Photo courtesy of Unilux Advanced Manufacturing, LLC.

Often the largest annual consumer of energy in a home or factory, an operating boiler provides warm air and water, as well as aids in the performance of several industrial processes. The many implementations of these systems make them necessary, while the price of such use makes utility and efficiency essential. Moderation is often the key to improved efficiency. While operating air, scale deposits, blow down and pressure are all critical to operations; less is often more as excesses impede operation. To break from the pattern, when it comes to firing the boiler, more is more. Dynamic operation of boilers, or stopping and starting, means that heat is repeatedly lost due to unavoidable purging. Maintaining steady or continuous firing, however, eliminates the purging step and results in less fuel and heat waste. High efficiency boilers, such as condensing boilers balance these necessary features while optimizing waste recovery where possible.

Concerning the source of heat or power, the balance between environmental and economic efficiency is often debated. There are three general options for heating via boilers. Gas boilers burn natural gas to generate heat. Oil boilers use oil to heat water and steam, or the oil itself is the fluid through which heat is spread. Electric boilers as the name would suggest provide heat through the use of electricity rather than fossil fuels. The goal of any boiler is to produce the most heat while consuming the least of whichever resource it operates from. A secondary issue that is of growing concern is the environmental cost of a boiler. While electric boilers have high energy expenditure, they offer clean operation. Gas and oil boilers provide the inverse with lower monetary costs, but higher emissions. With no clear winner, it is important that consumers be informed and able to balance the economic and environmental costs of a boiler.

Photo courtesy of Unilux Advanced Manufacturing, LLC.

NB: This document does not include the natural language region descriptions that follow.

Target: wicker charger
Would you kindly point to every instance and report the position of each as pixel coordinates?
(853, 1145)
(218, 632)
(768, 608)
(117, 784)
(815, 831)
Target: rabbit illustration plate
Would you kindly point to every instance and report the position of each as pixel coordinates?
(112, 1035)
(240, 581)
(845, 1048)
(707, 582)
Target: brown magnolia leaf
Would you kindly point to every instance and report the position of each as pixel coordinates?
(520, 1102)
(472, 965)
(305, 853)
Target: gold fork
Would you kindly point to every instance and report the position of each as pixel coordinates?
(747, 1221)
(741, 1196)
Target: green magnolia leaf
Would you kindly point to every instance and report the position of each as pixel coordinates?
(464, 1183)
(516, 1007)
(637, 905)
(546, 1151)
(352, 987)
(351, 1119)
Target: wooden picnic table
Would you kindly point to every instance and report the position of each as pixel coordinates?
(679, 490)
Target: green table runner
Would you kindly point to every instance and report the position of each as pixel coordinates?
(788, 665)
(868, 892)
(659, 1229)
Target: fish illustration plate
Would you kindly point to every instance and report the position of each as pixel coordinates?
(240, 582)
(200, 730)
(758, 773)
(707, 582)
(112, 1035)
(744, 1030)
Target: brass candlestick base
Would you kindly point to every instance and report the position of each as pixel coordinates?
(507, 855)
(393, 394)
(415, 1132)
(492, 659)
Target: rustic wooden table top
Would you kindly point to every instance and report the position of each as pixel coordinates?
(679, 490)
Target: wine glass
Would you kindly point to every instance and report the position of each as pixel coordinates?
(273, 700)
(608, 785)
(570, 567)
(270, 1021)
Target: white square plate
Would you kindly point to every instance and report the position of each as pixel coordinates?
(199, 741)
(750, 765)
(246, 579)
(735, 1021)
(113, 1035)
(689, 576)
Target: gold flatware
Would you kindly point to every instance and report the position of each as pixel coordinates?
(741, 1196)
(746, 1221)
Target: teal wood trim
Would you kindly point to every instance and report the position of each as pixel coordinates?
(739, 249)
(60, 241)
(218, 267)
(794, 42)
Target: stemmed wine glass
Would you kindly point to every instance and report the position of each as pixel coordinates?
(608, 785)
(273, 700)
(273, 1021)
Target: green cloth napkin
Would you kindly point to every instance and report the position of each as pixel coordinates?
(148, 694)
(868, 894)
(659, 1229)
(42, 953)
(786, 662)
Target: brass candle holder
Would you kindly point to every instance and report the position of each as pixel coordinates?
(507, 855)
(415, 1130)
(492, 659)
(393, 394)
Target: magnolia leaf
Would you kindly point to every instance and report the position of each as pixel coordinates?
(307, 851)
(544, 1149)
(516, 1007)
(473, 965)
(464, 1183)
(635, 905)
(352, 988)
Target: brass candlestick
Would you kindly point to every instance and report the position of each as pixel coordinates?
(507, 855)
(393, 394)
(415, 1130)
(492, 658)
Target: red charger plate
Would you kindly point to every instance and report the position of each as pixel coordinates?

Even small changes to the operational features and sources of a boiler can make a large difference. To further the cause, the U.S. Environmental Protection Agency and the U.S. Department of Energy have joined together in the creation of the ENERGY STAR program. Designed to aid consumers in make selecting energy efficient and low-impact products, boilers approved by this program use about 6% less energy than standard models while operating at over 85% fuel efficiency. Although the ENERGY STAR program encourages the use of well balanced boilers specifically because they are environmentally friendly, a balanced boiler is also helpful in balancing the budget.